Give an example of a topology that is not compact, not connected, and not Hausdorff here are my questions:
1) Give an example of a topology that is not compact, not connected, and not Hausdorff.
2) Give an example that is connected, but not compact and not Hausdorff.

This is the hint we have:
*i) Let $(X,\mathcal{T})$ and $(X',\mathcal{T}')$ be two topological spaces, and the collection
$$
\mathcal{B} = \bigl\{ \{0\} \times U \mid U \in \mathcal{T} \bigr\} \cup \bigl\{ \{1\} \times U' \mid U'\in \mathcal{T}' \bigr\}
$$
defines a basis for a topology $\mathcal{T}_\mathcal{B}$ on the disjoint union $X \cup X':= (\{0\} \times X) \cup (\{1\} \times X')$
*ii) If $X$ and $X'$ are not empty, the space $(X \cup X', \mathcal{T}_\mathcal{B})$ is not connected.
*iii) $(X \cup  X', \mathcal{T}_\mathcal{B})$ is Hausdorff if and only if $(X,\mathcal{T})$ and $(X',\mathcal{T}')$ are.
*iv) $(X \cup  X', \mathcal{T}_\mathcal{B})$ is compact if and only if $(X,\mathcal{T})$ and $(X',\mathcal{T}')$ are.

I think for 1), maybe we can let $(X,\mathcal{T})$ equal to some space that is not Hausdorff union $(X',\mathcal{T}')$ which is not compact. For instance, $X = (\{1,2,3\},\mathcal{T})$ which is not HSD, because the each compact set is closed, yet if we take $y = \{1\}$, and $y^c$ is not the same as $\mathcal{T}$, thus $y^c$ is not open. And let $X' = (3, \infty]$, because it's clearly not compact. And $X$ and $X'$ are not empty, so it's not connected. Will this work?
For 2), let $X = (\{1,2,3\},\mathcal{T})$, and let it union with some set? 
Please give some example and give some explanation for why it is a good example.
Thank you for the help!
 A: Consider taking $\mathcal{T}_{fin} \sqcup \mathcal{T}_{uplim}$ on $[0,1]$. Since ony one is compact, and the other is Hausdorff, then the disjoint union will neither be connected, compact, and Hausdorff as you wish.
A: Good Morning Captain already gave the answer for the first question.
Here is an answer for the second question:

2) Give an example that is connected, but not compact and not Hausdorff.

Let $X=[0,1]\subset\mathbb{R}$ with the finite complement topology $\mathcal{T}_\mathrm{fin}$, and $Y=(0,1)\subset\mathbb{R}$ with the standard topology $\mathcal{T}_\mathrm{st}$.
We know that (or it is easy to show)


*

*$X$ is compact, connected, but not Hausdorff.

*$Y$ is connected, Hausdorff, but not compact.


Then $X\times Y$ with the product topology is connected but neither compact nor Hausdorff.

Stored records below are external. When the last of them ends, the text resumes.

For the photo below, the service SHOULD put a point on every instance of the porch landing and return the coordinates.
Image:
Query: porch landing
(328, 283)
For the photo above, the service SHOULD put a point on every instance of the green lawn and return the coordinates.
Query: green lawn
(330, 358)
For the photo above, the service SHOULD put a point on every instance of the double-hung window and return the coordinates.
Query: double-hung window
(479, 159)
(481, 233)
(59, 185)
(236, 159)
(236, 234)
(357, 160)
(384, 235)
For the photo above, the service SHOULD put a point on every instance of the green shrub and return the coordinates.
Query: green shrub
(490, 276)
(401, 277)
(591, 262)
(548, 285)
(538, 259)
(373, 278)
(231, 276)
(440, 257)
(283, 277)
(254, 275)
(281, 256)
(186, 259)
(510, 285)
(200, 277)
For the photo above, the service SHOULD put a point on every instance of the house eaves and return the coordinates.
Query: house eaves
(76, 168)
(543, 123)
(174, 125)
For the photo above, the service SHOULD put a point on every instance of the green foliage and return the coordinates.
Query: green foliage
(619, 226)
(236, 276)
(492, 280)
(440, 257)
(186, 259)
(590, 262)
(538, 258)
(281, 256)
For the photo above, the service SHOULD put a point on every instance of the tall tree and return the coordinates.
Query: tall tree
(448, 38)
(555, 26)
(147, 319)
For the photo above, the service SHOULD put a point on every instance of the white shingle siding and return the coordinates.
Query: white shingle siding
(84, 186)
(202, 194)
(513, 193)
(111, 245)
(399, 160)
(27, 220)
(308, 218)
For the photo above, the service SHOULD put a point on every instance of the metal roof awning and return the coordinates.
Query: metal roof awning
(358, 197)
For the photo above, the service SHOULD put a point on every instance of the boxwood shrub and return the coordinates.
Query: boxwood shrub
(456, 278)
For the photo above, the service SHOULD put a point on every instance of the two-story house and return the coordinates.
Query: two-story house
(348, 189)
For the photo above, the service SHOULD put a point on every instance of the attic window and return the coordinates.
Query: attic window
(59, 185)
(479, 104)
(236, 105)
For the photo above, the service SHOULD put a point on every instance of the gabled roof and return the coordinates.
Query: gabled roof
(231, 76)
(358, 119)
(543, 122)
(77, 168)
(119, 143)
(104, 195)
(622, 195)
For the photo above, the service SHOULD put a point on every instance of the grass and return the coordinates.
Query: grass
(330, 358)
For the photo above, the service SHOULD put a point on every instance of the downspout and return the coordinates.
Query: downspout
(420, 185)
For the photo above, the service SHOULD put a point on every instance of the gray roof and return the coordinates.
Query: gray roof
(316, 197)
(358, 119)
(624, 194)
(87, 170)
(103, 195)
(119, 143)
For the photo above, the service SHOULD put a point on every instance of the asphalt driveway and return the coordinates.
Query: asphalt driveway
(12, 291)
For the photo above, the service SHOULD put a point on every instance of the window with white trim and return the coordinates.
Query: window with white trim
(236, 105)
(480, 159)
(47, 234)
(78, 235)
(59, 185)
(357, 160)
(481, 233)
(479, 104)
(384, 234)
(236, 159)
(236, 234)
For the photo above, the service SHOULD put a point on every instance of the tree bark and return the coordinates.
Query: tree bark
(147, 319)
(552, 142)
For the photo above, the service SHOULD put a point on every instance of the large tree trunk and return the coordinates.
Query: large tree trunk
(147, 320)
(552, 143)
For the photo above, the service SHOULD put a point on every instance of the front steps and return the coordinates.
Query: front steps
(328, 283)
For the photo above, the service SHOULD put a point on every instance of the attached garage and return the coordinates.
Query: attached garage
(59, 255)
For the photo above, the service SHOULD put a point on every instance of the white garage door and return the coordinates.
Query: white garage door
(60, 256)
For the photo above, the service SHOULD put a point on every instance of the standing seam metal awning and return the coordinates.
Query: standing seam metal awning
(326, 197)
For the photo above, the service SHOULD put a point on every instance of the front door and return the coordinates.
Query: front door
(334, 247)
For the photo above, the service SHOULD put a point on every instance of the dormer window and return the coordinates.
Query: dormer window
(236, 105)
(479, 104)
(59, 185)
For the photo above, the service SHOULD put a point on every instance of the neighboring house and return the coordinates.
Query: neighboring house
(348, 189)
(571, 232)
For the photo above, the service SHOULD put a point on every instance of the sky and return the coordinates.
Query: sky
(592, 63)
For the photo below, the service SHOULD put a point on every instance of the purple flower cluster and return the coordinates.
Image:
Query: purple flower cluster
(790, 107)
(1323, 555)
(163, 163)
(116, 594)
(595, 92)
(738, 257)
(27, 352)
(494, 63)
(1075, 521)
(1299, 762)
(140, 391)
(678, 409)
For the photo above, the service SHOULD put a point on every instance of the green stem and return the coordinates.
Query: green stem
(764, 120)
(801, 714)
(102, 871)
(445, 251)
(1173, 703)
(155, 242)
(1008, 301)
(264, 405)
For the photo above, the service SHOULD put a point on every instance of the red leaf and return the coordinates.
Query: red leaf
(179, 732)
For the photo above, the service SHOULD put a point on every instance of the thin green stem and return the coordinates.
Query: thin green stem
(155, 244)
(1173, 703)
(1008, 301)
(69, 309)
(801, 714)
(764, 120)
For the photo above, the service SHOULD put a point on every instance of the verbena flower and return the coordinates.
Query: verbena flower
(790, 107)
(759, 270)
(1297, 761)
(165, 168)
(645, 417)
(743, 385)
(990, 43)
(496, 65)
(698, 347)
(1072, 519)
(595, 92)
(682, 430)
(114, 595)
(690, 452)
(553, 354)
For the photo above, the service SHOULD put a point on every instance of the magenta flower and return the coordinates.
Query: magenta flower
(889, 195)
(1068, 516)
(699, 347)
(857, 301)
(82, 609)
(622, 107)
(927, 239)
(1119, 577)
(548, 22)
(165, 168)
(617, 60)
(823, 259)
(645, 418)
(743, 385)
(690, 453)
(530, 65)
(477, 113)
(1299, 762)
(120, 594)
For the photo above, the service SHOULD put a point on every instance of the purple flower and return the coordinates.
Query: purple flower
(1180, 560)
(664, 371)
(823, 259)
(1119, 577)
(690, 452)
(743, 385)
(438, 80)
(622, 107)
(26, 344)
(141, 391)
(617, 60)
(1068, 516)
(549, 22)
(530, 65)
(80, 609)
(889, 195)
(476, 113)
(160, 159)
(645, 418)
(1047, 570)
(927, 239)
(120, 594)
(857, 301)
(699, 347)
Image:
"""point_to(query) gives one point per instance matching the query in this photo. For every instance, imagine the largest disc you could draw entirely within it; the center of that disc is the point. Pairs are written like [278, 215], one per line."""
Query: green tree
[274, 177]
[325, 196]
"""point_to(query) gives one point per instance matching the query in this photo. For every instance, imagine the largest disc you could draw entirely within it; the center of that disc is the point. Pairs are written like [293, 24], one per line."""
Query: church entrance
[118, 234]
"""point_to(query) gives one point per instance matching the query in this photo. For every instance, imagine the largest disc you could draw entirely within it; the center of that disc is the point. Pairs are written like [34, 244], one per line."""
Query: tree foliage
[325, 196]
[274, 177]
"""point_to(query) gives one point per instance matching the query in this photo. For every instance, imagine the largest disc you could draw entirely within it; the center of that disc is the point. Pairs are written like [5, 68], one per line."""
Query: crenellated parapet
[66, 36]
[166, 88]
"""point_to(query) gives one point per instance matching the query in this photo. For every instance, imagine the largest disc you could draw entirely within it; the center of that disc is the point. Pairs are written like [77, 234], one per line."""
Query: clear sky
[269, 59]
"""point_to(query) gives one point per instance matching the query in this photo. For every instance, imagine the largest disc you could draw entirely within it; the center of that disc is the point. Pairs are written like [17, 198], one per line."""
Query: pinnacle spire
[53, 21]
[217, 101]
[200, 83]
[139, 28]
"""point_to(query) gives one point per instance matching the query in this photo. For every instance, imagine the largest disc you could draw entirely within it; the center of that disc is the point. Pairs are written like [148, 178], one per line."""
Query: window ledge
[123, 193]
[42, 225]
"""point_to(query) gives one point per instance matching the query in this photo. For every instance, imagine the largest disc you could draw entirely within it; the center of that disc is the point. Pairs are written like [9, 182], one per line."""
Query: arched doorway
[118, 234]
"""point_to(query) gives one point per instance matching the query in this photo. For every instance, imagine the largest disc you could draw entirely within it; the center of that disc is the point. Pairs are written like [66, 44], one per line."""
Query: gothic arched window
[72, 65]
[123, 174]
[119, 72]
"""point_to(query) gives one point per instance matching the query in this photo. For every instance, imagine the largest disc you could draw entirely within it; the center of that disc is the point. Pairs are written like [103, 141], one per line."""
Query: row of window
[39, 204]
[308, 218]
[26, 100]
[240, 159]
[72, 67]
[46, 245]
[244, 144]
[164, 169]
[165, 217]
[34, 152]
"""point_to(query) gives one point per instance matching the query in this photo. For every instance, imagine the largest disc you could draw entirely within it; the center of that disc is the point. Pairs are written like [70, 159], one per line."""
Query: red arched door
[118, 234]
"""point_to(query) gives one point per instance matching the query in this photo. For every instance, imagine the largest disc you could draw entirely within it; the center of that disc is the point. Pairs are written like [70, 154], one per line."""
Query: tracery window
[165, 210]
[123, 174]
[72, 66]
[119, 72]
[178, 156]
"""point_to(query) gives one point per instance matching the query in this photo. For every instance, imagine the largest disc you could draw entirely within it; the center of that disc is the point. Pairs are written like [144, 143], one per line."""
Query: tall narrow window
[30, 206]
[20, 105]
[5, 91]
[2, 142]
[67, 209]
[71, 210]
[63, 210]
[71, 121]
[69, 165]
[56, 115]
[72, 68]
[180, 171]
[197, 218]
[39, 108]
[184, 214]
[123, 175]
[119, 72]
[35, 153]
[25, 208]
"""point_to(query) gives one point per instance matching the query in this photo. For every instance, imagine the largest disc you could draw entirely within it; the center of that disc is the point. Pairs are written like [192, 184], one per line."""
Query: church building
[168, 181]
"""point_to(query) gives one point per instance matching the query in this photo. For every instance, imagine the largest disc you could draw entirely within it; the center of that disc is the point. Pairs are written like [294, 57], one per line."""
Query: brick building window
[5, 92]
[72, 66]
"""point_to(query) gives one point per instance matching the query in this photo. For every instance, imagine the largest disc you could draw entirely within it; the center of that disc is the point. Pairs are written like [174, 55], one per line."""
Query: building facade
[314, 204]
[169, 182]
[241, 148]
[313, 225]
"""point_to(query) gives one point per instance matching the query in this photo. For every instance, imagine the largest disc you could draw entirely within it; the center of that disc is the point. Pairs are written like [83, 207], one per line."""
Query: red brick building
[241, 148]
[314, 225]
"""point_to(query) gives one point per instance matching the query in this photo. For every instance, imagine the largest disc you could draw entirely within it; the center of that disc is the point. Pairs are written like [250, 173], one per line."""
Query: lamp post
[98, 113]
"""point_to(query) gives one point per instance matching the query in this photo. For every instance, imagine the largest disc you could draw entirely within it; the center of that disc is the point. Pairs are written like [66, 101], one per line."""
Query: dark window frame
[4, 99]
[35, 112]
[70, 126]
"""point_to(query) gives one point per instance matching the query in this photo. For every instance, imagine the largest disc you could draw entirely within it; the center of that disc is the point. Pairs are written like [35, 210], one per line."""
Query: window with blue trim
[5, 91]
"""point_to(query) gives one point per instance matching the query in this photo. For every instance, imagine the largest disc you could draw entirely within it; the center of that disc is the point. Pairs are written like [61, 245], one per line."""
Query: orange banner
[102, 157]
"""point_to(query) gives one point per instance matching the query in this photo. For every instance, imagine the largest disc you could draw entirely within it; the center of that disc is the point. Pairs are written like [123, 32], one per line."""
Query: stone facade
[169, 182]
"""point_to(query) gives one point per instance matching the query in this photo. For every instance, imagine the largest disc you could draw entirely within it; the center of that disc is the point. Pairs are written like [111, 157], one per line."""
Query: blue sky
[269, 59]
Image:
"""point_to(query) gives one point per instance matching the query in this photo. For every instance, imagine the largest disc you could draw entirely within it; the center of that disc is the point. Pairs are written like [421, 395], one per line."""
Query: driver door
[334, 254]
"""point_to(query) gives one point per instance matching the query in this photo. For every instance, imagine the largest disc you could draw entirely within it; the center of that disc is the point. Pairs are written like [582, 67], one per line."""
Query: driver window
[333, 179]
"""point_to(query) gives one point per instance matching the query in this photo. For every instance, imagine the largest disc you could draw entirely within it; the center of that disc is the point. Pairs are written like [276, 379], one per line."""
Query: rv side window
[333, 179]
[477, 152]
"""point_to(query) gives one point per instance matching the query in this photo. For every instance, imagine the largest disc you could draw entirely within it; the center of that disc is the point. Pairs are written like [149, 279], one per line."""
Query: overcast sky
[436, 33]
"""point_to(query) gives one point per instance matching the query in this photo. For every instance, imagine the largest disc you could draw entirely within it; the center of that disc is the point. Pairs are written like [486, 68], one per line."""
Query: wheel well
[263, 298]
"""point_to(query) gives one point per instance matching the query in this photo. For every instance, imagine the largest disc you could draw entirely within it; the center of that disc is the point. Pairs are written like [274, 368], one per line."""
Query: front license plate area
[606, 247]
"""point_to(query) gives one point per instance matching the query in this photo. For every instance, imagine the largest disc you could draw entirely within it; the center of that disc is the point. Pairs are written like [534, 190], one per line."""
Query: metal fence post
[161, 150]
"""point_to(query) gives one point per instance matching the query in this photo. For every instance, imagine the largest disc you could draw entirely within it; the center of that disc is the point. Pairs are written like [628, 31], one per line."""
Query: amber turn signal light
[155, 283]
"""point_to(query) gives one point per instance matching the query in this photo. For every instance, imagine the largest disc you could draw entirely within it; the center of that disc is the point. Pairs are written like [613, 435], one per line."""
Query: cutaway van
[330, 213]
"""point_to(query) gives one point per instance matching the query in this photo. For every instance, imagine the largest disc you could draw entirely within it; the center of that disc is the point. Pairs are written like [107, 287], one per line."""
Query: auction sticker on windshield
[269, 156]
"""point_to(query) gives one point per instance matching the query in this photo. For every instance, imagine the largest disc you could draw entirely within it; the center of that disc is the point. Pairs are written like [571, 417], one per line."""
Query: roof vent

The reason is as follows:


*

*$X\times Y$ is connected since both $X$ and $Y$ are connected.

*$X\times Y$ is not compact. If so, the image of the projection map $\pi_2\colon X\times Y\to Y$ should be compact, which contradicts $Y$ is not compact.

*$X\times Y$ is not Hausdorff because it has a homeomorphic copy of $X$ as a subspace which is not Hausdorff.


[Update] Similarly we could get the answer for the first question. Borrowing Good Morning Captain's idea:

1) Give an example of a topology that is not compact, not connected, and not Hausdorff.

Let $X=[0,1]\subset\mathbb{R}$ with the finite complement topology $\mathcal{T}_\mathrm{fin}$, and $Y=[0,1]\subset\mathbb{R}$ with the upper limit topology $\mathcal{T}_\mathrm{uplim}$.
We know that


*

*$X$ is compact, connected, but not Hausdorff.

*$Y$ is not compact, not connected, but Hausdorff.


Then $X\times Y$ with the product topology is not connected, not compact, not Hausdorff. The reason is the same as above.
A: *

*N with the base { {1,2}, {n} : n in N, n > 2 }.  

*N with the base { {1,n} : n in N }.  


Details left to the diligent reader.